One of my favorite papers examining measurement standards comes from Dr Jingfeng Xia of Indiana University, who, in his research published in Issues in Science and Technology Librarianship, proposed a set of dimensions for data quality measurement. He discusses measures such as accuracy, consistency, completeness, and integrity, but also accessibility, validity, timeliness, currency, conformance, uniqueness, and others. One of his main points is that both quantitative and qualitative metrics are essential for determining the quality of geospatial data.
As we point out in the book The GIS Guide to Public Domain Data, it is more important than ever before to document your data, and understand what you are using, because with each passing day it becomes easier to combine data from an amazing array of sources. With opportunity comes responsibility!
Overhauling copyright
Interesting post last week from Greg Sandoval at The Verge on the subject of overhauling copyright legislation in the US. Maria Pallante, head of the US Copyright Office, is trying to convince Congress to review and revise current copyright legislation and in particular the Digital Millennium Copyright Act (DMCA), which was enacted to deal with Internet copyright issues.
Given that so many people now regularly access the Internet for all types of data and information, in ways not previously anticipated by the legislators such as via smartphones or by uploading user-generated content, copyright is an issue many Internet users run into on a daily basis, consciously or otherwise.
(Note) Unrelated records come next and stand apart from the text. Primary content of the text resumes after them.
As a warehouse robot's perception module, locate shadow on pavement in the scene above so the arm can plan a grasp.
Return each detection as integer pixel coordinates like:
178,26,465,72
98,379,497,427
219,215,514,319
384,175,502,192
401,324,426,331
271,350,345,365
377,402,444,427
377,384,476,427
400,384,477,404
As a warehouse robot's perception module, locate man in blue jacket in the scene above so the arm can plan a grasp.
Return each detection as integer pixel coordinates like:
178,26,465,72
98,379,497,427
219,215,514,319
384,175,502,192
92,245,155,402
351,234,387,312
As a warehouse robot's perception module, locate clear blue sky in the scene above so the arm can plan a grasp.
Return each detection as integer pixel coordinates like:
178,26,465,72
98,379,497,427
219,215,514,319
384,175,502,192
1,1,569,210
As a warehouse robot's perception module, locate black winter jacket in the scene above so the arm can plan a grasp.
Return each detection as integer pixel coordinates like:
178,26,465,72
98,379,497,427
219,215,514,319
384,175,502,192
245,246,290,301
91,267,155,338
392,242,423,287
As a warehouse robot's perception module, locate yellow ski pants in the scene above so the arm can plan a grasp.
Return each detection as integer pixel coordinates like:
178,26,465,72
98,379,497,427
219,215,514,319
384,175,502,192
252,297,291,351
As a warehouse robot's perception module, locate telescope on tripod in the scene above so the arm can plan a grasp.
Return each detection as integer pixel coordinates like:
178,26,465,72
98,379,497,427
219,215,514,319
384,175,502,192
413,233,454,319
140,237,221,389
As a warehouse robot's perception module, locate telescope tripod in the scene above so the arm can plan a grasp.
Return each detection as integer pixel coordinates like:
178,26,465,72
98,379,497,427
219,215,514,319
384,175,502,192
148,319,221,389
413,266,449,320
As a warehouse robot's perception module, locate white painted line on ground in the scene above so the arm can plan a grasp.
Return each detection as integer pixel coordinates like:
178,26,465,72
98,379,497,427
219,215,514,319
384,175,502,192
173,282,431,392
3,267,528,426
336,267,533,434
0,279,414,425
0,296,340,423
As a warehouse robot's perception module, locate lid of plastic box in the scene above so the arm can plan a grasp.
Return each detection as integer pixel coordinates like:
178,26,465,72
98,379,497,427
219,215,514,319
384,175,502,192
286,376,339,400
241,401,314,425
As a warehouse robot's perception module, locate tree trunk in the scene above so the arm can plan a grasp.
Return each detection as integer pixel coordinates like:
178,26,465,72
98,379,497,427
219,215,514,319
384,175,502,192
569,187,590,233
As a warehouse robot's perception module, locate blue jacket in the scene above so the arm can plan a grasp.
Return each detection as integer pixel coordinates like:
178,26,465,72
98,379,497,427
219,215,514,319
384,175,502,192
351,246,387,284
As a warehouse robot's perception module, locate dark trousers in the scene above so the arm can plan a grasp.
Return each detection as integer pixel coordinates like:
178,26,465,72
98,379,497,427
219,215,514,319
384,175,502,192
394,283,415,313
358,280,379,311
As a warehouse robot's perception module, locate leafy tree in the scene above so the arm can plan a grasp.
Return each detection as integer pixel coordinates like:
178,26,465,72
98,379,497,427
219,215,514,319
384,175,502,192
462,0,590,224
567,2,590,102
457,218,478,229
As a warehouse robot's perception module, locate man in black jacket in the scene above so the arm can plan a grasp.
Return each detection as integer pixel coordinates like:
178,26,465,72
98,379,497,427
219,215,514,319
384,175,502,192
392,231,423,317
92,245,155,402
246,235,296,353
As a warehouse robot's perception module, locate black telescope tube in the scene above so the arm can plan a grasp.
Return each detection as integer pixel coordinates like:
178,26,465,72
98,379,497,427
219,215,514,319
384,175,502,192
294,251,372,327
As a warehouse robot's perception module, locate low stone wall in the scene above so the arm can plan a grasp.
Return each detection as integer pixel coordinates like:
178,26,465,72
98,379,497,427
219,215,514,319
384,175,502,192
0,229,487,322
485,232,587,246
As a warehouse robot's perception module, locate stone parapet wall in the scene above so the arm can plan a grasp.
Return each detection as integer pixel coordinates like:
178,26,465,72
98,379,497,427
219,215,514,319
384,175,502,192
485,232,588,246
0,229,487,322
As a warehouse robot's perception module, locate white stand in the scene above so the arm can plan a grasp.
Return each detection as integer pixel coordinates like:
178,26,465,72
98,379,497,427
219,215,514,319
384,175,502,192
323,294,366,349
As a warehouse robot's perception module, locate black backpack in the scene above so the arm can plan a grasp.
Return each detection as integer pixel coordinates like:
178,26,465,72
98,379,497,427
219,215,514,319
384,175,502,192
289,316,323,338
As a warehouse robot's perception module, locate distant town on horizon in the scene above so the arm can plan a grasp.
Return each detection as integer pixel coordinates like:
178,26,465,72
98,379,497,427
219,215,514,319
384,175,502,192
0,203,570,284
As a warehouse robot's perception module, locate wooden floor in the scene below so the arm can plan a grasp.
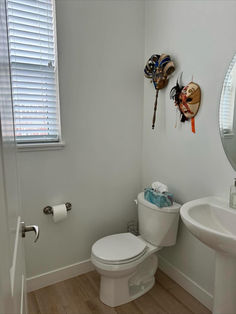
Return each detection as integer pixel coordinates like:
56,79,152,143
28,270,211,314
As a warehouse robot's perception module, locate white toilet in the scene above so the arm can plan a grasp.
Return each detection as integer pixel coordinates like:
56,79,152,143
91,192,180,307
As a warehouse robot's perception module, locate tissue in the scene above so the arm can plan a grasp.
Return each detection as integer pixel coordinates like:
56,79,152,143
151,181,168,194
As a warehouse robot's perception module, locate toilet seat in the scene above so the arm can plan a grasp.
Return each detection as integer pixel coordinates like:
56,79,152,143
92,233,147,265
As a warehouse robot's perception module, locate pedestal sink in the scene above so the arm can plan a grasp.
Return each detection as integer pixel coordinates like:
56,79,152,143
180,197,236,314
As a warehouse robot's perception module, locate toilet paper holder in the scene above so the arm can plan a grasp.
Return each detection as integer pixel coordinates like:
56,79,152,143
43,202,72,215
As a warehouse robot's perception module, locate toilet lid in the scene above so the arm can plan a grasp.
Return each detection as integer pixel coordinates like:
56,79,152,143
92,233,147,263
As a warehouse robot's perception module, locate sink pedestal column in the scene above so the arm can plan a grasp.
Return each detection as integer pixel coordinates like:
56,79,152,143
213,252,236,314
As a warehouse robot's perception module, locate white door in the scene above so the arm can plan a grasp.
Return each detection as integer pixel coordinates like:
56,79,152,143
0,0,39,313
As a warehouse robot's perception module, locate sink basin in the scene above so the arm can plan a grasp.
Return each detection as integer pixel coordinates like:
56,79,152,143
181,196,236,256
180,197,236,314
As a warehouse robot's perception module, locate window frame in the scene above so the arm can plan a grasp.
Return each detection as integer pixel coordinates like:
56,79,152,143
220,55,236,139
7,0,64,150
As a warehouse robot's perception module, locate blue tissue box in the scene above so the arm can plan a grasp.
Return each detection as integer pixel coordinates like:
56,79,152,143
144,188,173,208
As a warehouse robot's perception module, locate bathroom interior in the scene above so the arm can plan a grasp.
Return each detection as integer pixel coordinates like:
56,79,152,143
1,0,236,313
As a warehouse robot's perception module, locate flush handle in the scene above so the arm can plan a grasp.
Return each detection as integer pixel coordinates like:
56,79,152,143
21,222,40,243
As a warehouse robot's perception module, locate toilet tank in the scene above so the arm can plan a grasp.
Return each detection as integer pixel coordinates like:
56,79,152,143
137,192,181,247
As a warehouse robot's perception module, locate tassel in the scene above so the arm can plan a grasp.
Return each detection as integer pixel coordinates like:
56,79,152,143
152,89,159,129
191,117,196,133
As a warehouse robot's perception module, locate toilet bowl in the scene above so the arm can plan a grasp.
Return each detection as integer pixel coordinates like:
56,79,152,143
91,192,181,307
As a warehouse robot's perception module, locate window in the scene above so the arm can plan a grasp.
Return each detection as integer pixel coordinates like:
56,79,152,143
220,54,236,137
7,0,61,144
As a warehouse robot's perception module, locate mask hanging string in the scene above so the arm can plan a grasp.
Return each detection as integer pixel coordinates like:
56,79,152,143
191,117,196,133
152,89,159,129
175,107,178,128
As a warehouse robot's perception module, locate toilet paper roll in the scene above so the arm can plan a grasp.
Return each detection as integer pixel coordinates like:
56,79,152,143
52,204,67,223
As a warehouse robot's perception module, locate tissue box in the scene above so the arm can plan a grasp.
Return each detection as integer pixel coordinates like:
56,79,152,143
144,188,173,208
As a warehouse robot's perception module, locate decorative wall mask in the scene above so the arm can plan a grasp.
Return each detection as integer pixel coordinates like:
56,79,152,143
144,54,175,129
170,77,201,133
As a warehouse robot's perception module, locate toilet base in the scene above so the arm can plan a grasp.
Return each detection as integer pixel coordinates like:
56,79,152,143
99,254,158,307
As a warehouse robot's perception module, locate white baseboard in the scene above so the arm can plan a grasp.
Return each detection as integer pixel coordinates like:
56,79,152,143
27,259,95,292
158,255,213,311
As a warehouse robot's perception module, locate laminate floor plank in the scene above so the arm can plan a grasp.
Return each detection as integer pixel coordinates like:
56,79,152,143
168,285,211,314
134,293,167,314
28,270,211,314
73,274,98,301
149,284,193,314
115,302,142,314
156,271,211,314
53,279,93,314
33,285,67,314
86,297,117,314
155,270,178,290
86,271,100,292
27,292,41,314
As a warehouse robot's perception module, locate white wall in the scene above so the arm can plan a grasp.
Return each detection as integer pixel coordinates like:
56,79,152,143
143,0,236,295
17,0,145,278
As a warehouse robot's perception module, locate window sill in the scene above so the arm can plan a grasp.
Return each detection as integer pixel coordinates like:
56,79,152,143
16,141,65,152
223,133,234,139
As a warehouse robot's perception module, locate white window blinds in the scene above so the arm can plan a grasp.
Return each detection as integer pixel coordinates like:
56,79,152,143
220,55,236,136
7,0,61,143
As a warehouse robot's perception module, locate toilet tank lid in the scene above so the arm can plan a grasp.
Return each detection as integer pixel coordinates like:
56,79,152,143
138,192,181,213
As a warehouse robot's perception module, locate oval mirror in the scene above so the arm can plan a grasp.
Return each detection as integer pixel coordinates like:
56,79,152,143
219,54,236,170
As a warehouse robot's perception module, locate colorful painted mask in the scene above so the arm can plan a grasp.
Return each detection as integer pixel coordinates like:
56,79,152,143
144,54,175,129
179,82,201,119
170,79,201,133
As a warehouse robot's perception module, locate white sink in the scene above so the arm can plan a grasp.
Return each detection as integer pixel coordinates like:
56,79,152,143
181,197,236,314
181,197,236,256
Once again, it is another example of technological advances preceding a regulatory framework governing their use.
Copyright issues and the public domain are two of the major themes in The GIS Guide to Public Domain Data. Although vast amounts of spatial data are currently available via the Internet, just because the data are on-line that doesn’t mean to say they are free from copyright restrictions and in the public domain. Given the increasing focus from the US Copyright Office on illegal streaming and anti-piracy efforts, it is as important as ever to always check the terms and conditions for any copyright restrictions that may apply to spatial data, particularly if you intend to use the data for commercial purposes.
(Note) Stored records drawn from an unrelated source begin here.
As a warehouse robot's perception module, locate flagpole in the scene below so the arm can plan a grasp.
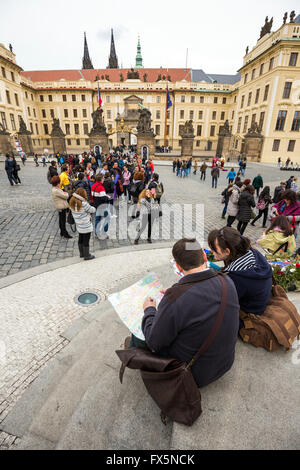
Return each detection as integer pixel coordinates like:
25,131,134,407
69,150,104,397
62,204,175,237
164,79,168,148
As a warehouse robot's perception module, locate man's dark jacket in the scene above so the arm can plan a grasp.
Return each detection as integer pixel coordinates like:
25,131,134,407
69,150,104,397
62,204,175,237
142,270,239,388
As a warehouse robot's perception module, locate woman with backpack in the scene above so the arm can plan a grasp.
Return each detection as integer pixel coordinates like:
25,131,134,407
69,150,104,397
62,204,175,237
236,185,256,235
251,186,272,228
148,173,164,217
226,182,242,227
130,171,145,219
51,175,72,239
134,189,159,245
122,165,132,201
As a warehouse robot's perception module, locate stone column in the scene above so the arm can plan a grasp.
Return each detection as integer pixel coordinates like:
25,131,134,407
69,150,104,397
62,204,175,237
216,120,232,159
18,133,34,155
89,108,109,154
137,133,156,157
179,120,195,157
0,129,14,155
50,117,66,155
243,122,264,162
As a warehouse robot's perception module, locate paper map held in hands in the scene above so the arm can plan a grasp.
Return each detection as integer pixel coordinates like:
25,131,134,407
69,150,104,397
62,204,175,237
108,273,164,341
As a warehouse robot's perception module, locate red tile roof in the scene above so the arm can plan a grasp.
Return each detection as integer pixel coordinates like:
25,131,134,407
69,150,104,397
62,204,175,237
21,68,192,83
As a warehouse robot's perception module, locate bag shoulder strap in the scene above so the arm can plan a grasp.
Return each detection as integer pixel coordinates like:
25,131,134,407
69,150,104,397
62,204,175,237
186,274,228,370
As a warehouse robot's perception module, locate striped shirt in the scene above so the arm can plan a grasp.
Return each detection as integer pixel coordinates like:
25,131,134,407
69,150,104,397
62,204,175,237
223,250,256,273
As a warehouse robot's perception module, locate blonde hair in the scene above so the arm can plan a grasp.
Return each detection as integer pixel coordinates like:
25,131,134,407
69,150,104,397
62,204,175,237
69,188,87,212
138,188,153,205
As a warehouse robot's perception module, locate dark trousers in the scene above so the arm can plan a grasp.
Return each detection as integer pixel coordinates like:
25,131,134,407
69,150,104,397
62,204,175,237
256,188,261,198
123,185,131,200
237,221,249,235
13,171,21,184
136,213,153,241
252,209,268,227
212,176,218,188
129,334,149,349
58,209,68,236
227,215,236,227
222,202,228,217
200,172,206,181
78,232,91,247
6,171,17,186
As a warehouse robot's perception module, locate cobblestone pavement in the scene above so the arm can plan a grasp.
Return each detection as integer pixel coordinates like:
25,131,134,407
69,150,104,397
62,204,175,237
0,161,287,278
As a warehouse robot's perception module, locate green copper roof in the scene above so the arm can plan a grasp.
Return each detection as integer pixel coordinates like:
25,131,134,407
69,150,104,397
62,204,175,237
135,35,144,69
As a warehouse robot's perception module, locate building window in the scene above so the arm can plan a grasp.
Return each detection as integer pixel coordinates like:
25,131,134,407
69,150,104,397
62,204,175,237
234,96,237,103
272,140,280,151
64,109,68,118
259,63,264,76
200,96,204,103
241,95,245,108
1,112,7,129
73,109,78,118
85,139,89,145
288,140,296,152
191,96,195,103
83,109,87,118
189,110,194,120
212,111,217,120
166,125,170,135
107,110,111,119
35,123,39,134
210,125,215,137
81,95,86,102
10,114,16,130
156,96,161,103
291,111,300,131
251,69,256,80
156,110,160,119
244,73,248,84
83,123,89,134
43,124,49,134
40,95,44,102
67,139,71,145
197,125,202,136
33,109,36,118
11,71,15,82
269,57,274,71
289,53,298,66
65,124,70,135
198,111,203,120
214,97,218,104
6,90,11,104
62,95,67,102
222,97,227,104
1,67,6,78
76,139,80,146
237,117,242,134
207,141,212,151
283,82,292,99
27,107,31,117
247,92,252,107
232,111,235,119
15,93,19,106
181,96,185,103
72,95,76,102
48,95,53,102
167,110,170,119
251,114,256,127
275,111,287,131
42,109,46,118
253,89,259,105
196,140,200,147
263,84,270,101
180,110,184,119
259,112,265,131
74,124,80,135
221,111,225,121
31,94,33,101
106,96,110,103
50,109,54,118
25,91,28,99
30,123,33,133
46,139,50,146
243,116,249,133
155,125,160,135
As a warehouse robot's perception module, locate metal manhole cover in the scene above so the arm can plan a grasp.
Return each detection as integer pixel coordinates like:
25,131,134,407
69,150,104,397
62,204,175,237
74,291,102,307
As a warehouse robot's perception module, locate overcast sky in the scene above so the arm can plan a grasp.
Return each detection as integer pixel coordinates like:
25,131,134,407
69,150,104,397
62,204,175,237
0,0,297,74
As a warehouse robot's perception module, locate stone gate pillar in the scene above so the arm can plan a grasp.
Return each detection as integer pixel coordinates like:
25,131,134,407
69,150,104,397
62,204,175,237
243,122,264,162
216,120,232,159
50,118,66,154
179,120,195,157
89,108,109,154
136,108,156,157
0,127,14,155
17,117,33,155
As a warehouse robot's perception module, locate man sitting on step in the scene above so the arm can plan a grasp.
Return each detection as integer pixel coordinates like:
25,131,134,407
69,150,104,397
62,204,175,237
130,238,240,388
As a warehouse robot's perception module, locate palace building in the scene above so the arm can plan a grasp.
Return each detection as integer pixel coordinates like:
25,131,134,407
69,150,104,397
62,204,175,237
0,13,300,162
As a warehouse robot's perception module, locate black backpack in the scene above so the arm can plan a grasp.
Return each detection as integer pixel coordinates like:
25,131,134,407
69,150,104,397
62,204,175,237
47,169,52,184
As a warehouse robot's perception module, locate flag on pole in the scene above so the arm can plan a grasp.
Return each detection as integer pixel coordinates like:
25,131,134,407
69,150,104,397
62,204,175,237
166,86,172,109
98,84,103,108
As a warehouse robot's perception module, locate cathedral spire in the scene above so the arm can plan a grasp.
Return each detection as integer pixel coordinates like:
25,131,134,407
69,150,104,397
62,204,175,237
107,29,119,69
135,34,144,69
82,32,94,69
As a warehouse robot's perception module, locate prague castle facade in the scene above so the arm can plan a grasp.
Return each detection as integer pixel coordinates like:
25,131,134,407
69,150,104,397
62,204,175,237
0,13,300,162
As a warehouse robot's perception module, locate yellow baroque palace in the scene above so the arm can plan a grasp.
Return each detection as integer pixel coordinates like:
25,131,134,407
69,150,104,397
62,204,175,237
0,14,300,162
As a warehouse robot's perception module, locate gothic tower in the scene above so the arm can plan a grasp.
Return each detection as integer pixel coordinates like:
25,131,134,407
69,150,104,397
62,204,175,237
82,32,94,69
107,29,119,69
135,35,144,69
Geo-Wiki.org: Crowdsourcing to improve global land cover data
In our book The GIS Guide to Public Domain Data, we spend quite a bit of time discussing crowdsourcing, and rightly so: Over the past few years, crowdsourcing has become a viable way not only to collect data, but also to verify and update existing data. Reasons include budget constraints in those agencies that provide data and the subsequent need for field verification, a growing recognition that decisions based on spatial data are only as beneficial as the accuracy of the data sets themselves, the rapid expansion of citizen science, and growth in the number and variety of mobile and web-GIS tools that enable citizen scientists to contribute to the global community.
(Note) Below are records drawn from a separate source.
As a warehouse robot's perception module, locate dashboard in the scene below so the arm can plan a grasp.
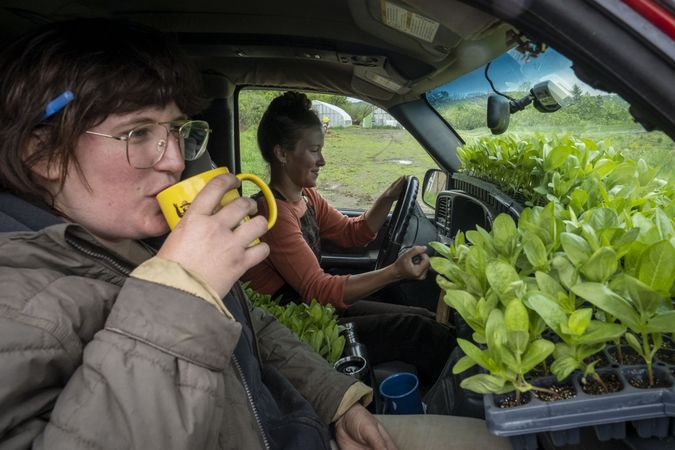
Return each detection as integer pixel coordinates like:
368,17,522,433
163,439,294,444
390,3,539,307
433,173,524,240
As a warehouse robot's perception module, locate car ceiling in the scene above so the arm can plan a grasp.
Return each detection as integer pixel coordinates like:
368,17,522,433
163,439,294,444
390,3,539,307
1,0,674,139
0,0,512,107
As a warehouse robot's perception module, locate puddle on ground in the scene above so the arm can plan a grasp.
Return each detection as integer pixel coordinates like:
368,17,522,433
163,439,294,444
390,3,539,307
386,159,413,165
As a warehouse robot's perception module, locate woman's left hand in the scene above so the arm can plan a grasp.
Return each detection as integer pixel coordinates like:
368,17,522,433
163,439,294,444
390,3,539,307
365,176,409,234
334,403,398,450
381,176,408,202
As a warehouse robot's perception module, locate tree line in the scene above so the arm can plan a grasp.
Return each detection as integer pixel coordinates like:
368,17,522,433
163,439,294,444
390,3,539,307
430,85,635,131
238,90,372,132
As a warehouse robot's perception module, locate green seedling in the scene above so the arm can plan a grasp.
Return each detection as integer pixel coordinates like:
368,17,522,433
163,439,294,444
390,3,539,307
243,283,346,364
561,207,645,361
453,300,555,402
570,208,674,386
573,263,675,387
525,290,625,389
437,134,673,399
457,135,672,217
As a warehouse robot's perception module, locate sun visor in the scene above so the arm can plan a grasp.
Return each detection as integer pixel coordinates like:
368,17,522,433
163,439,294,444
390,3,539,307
348,0,455,62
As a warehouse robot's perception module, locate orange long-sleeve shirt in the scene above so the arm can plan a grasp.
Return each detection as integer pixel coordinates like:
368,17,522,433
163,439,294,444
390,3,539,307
242,188,375,308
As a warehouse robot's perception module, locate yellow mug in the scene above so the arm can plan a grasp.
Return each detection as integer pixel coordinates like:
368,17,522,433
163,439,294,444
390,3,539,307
156,167,277,239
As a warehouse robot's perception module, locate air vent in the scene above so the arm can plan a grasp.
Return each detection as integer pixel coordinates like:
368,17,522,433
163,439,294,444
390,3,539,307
434,190,494,239
435,193,452,236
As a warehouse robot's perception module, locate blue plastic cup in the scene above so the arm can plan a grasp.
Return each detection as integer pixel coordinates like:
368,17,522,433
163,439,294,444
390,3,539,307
378,372,424,415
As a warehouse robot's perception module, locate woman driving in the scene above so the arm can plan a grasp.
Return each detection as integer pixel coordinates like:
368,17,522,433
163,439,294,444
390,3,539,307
242,91,455,389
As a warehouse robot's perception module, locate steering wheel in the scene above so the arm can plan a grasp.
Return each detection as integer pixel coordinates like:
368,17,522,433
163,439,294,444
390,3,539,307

Examples of verifying and updating existing data are numerous, and a noteworthy one is from a group of researchers at the International Institute for Applied Systems Analysis (IIASA) in Austria who lead an effort to improve global land cover/land use data. This effort, http://www.geo-wiki.org, verifies three land cover data sets, including GlobCover from the ESA, MODIS from NASA, and GLC 2000 from the IES Global Environment Monitoring Unit, through knowledge and photographs from people local to specific areas.
Geo-Wiki.org site.
Besides an improvement of the data and, it is hoped, in the decisions based on those data, some of these efforts feature innovative projects that provide benefit to local people. For example, Geo-Wiki users were asked to identify the presence of cultivated land and settlements in samples in Ethiopia in a “hackathon” associated with USAID in an effort to improve local food security.
More information can be found on the Geo-Wiki site and in an article describing the project.